Eu construí uma casa inteligente offline

Casas inteligentes offline e controladas localmente estão ganhando apelo como alternativa a ecossistemas dependentes da nuvem, como Alexa e Google Home, impulsionadas por preocupações com privacidade, confiabilidade e dependência de fornecedor. Os comentadores comparam abordagens usando Home Assistant, Apple HomeKit, dispositivos Zigbee/Z-Wave/Thread e interruptores inteligentes versus lâmpadas inteligentes, enfatizando repetidamente o design de “falhar no normal” para que luzes, trancas e aquecimento continuem funcionando quando a internet, o hub ou o fornecedor falham. Muitos tratam isso como um hobby gratificante, porém demorado, em vez de uma mera busca por conveniência, com o valor real vindo de automações direcionadas (aquecimento, persianas, iluminação baseada em presença) e não de controlar tudo pelo telefone.

Escolhas de hardware e protocolos

  • Muitos recomendam Zigbee/Z-Wave/Thread (além de Matter) em vez de Wi‑Fi: rede mesh, controle local e menos dependência de fornecedor.
  • Dispositivos Tuya Zigbee são destacados como muito baratos e amigáveis ao uso offline, mas alguns desconfiam do ecossistema em nuvem da Tuya e da troca frequente de apps.
  • Flashear ESPHome/Tasmota é visto como uma forma de “preparar para o futuro” hardware Wi‑Fi barato e desligar da nuvem dispositivos no estilo Tuya.
  • Vários preferem sistemas cabeados ou híbridos (Shelly, Modbus, Loxone) pela confiabilidade, mas observam alto custo, complexidade e documentação fraca.

Segurança, certificações e seguro

  • Há fortes alertas contra dispositivos de rede elétrica “aleatórios da China” sem UL/CE, especialmente os escondidos atrás de paredes.
  • Circula repetidamente a ideia de que dispositivos não listados podem causar problemas com o seguro; os participantes admitem que há pouca evidência concreta e chamam isso de “citation needed”.

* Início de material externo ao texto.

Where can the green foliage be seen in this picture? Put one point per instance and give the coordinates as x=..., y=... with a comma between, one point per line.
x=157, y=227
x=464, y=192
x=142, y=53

Interruptores inteligentes vs lâmpadas inteligentes

  • O conselho dominante: priorizar interruptores/relés inteligentes com lâmpadas simples, para que tudo “falhe no normal” e os convidados ainda consigam usar a casa.
  • Lâmpadas inteligentes são vistas como aceitáveis בעיקר para inquilinos, efeitos de cor ou casos especiais; misturá-las com dimmers simples é desencorajado.
  • Princípio de “falhar no normal”: se a internet, o hub ou o fornecedor morrer, os dispositivos devem se comportar como interruptores/trancas/termostatos comuns.

Plataformas e ecossistemas

  • O Home Assistant é poderoso e amigável ao uso offline, mas descrito como um “monstro”: YAML, atualizações que quebram coisas e manutenção contínua parecida com SRE.
  • O HomeKit recebe elogios pelo design local-first, suporte a múltiplos usuários e confiabilidade quando combinado com um hub HomePod/Apple TV; Homebridge/HA podem estendê-lo.
  • O Lutron Caseta é repetidamente chamado de extremamente sólido, com operação local mesmo quando a rede cai.
  • Alexa/Google Home são criticados por dependência da nuvem, falta de confiabilidade e preocupações com privacidade; ainda assim, alguns valorizam a conveniência e a integração barata com voz.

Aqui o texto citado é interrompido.